Anna miró a su marido y vio que había llegado a la última página del periódico.
Después se produjo aquel encuentro casual en Glyndebourne, pero aún tuvieron que pasar once días más hasta que fueras infiel por primera vez, y eso gracias a que el berzotas estaba en Bruselas. Aquella noche pasó demasiado deprisa para mí.
No sé qué habría pensado el berzotas si te hubiera visto vestida de criada. Supongo que habría dado por supuesto que siempre limpiabas el salón de Lonsdale Avenue con una blusa blanca transparente, sin sujetador, una falda de cuero negro ceñida con la cremallera en la parte de delante, medias de malla y tacones de aguja, sin olvidar el lápiz de labios rojo sangre.
Anna alzó la vista de nuevo y se preguntó si se había ruborizado.
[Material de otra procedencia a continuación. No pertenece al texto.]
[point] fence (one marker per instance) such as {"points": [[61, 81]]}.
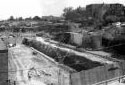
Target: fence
{"points": [[98, 74]]}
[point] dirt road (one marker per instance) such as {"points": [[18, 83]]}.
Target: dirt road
{"points": [[33, 69], [19, 65]]}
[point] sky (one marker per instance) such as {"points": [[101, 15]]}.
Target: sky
{"points": [[30, 8]]}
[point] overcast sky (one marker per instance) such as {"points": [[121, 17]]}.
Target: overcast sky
{"points": [[27, 8]]}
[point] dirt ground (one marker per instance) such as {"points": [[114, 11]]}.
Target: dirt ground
{"points": [[34, 68]]}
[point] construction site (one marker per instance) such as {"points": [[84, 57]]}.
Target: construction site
{"points": [[77, 49]]}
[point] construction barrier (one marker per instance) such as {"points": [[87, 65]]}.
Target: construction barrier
{"points": [[98, 74]]}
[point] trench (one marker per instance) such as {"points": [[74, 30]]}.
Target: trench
{"points": [[71, 60]]}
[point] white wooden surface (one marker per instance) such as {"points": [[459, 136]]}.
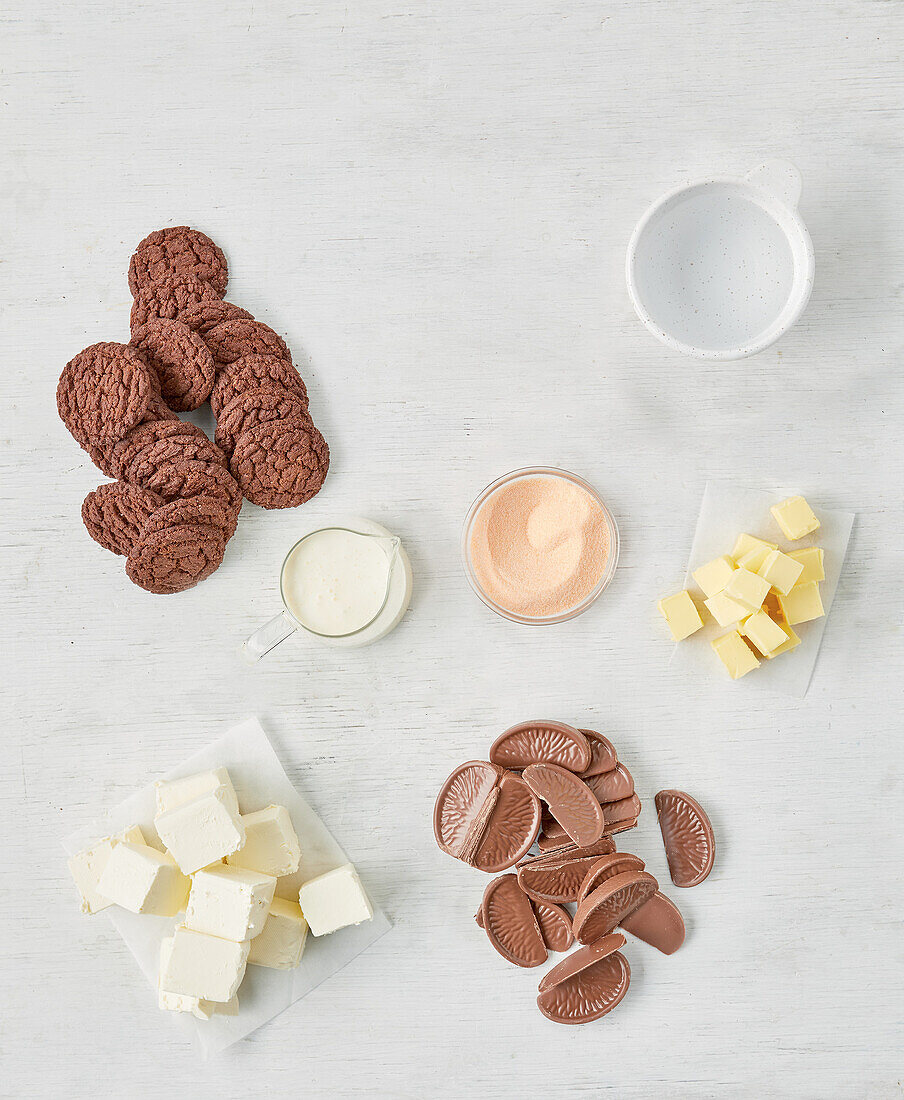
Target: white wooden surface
{"points": [[431, 201]]}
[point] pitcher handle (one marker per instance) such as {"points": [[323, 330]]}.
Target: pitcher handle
{"points": [[267, 637]]}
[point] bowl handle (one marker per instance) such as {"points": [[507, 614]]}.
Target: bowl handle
{"points": [[779, 177]]}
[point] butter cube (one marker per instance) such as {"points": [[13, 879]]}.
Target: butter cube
{"points": [[201, 832], [765, 635], [714, 575], [681, 613], [143, 880], [177, 792], [747, 589], [87, 866], [280, 944], [735, 655], [724, 609], [802, 604], [752, 549], [201, 966], [795, 517], [781, 571], [271, 843], [334, 900], [813, 560], [229, 902]]}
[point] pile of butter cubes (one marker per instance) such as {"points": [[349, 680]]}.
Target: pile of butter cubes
{"points": [[219, 869], [760, 590]]}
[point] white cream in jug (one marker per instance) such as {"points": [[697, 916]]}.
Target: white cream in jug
{"points": [[334, 581]]}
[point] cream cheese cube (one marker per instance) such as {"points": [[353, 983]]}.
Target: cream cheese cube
{"points": [[714, 575], [143, 880], [747, 589], [280, 944], [176, 792], [229, 902], [87, 866], [795, 517], [201, 832], [781, 571], [201, 966], [334, 901], [271, 843]]}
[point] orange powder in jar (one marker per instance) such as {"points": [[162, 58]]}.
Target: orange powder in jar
{"points": [[539, 546]]}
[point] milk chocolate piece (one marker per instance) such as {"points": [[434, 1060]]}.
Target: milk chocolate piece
{"points": [[607, 867], [603, 755], [485, 816], [587, 985], [570, 800], [507, 917], [687, 836], [658, 923], [541, 741], [608, 904]]}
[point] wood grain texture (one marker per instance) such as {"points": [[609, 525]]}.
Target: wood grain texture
{"points": [[431, 202]]}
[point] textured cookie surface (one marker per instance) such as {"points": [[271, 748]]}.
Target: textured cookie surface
{"points": [[280, 463], [102, 393], [114, 515], [182, 362], [177, 250]]}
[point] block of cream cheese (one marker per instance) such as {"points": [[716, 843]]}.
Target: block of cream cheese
{"points": [[280, 944], [204, 966], [230, 902], [176, 792], [271, 843], [334, 900], [87, 866], [143, 880], [201, 832]]}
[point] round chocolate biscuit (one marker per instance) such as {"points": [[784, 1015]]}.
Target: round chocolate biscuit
{"points": [[230, 340], [102, 393], [201, 317], [114, 515], [254, 407], [176, 558], [182, 361], [177, 250], [255, 372], [168, 298], [280, 463]]}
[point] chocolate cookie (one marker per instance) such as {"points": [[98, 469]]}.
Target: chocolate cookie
{"points": [[254, 372], [230, 340], [175, 559], [280, 463], [204, 509], [171, 297], [102, 393], [182, 361], [253, 407], [202, 317], [116, 514], [177, 251]]}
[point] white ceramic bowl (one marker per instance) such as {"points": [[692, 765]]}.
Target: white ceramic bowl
{"points": [[720, 268]]}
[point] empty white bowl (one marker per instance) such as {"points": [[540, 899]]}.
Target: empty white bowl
{"points": [[721, 267]]}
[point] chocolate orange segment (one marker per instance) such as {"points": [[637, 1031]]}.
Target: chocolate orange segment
{"points": [[509, 922], [687, 836], [570, 800], [608, 904], [541, 741]]}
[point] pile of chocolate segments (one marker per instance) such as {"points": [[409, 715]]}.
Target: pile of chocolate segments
{"points": [[176, 499], [564, 789]]}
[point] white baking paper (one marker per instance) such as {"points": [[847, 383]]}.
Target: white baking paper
{"points": [[728, 509], [260, 780]]}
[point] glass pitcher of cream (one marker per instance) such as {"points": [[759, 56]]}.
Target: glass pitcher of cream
{"points": [[340, 584]]}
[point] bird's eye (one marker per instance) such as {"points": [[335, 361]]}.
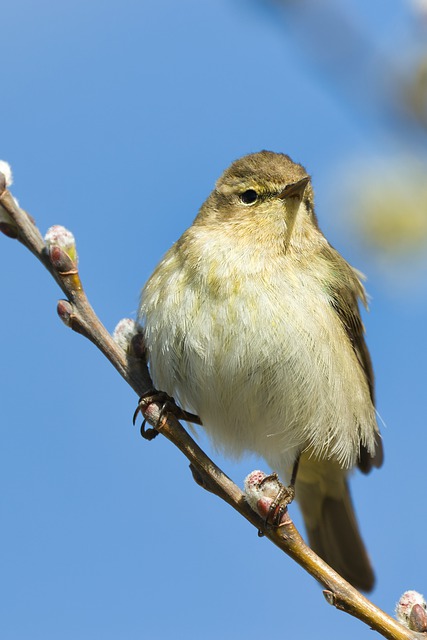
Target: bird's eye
{"points": [[249, 196]]}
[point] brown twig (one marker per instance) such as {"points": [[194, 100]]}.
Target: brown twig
{"points": [[77, 313]]}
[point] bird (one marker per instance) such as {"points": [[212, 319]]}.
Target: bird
{"points": [[251, 321]]}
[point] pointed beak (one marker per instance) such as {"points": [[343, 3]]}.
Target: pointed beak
{"points": [[295, 189]]}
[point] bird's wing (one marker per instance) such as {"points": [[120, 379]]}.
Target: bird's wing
{"points": [[345, 289]]}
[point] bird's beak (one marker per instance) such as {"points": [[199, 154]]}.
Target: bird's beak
{"points": [[295, 189]]}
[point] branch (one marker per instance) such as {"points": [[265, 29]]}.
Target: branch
{"points": [[77, 313]]}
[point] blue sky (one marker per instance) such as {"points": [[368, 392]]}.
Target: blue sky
{"points": [[117, 120]]}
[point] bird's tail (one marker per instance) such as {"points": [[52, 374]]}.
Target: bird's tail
{"points": [[333, 533]]}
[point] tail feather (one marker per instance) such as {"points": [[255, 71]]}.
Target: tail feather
{"points": [[332, 528]]}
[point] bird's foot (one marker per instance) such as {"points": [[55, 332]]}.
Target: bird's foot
{"points": [[168, 406], [281, 501]]}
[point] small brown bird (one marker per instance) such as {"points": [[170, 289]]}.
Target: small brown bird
{"points": [[252, 322]]}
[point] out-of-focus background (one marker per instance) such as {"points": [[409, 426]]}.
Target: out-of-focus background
{"points": [[117, 118]]}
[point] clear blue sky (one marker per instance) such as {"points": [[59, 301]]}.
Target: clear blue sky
{"points": [[117, 118]]}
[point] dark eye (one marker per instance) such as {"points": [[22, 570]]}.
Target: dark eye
{"points": [[249, 196]]}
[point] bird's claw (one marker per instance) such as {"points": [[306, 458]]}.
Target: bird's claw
{"points": [[282, 500]]}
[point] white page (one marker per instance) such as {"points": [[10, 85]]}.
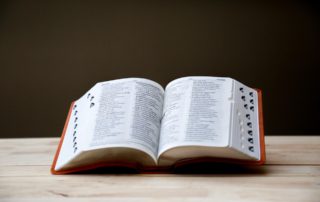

Si tanto le había gustado, tendría que ir de tiendas al Soho una vez más en cuanto regresara a la ciudad. Siguió leyendo la carta.
Querida, no hay aspecto de nuestro folleteo que no disfrute, pero confieso que lo que más me excita son los sitios que eliges cuando solo tienes una hora libre del trabajo, durante el descanso para comer. Recuerdo todos y cada uno de ellos. En el asiento trasero de mi Mercedes, en aquel aparcamiento de un NCP en Mayfair; el montacargas de Harrods; el lavabo del Caprice. Pero el más excitante de todos fue aquel pequeño palco de la galería principal del Covent Garden durante la representación de Tristán e Isolda. Una vez antes del primer entreacto, y después de nuevo, durante el último acto… Claro que es una ópera larga.
Anna lanzó una risita y dejó caer enseguida la carta sobre el regazo, porque Robert asomó la cara por un lado del periódico.
– ¿Qué te ha hecho reír, querida? -preguntó.
– La foto de James Bond aterrizando en la Cúpula -dijo Anna. Robert compuso una expresión de perplejidad-. En la primera página de tu diario.
– Ah, sí -contestó Robert, al tiempo que echaba un vistazo a la primera plana, pero no sonrió y volvió a la sección de negocios.
Anna recuperó la carta.
Lo que más me enfurece de que pases el fin de semana con Muriel y Reggie Arbuthnot es pensar que te acuestas en la misma cama que el berzotas. He intentado convencerme de que, como los Arbuthnot están emparentados con la familia real, es muy probable que os hayan asignado camas separadas.
Anna asintió, y deseó poder decirle que había acertado.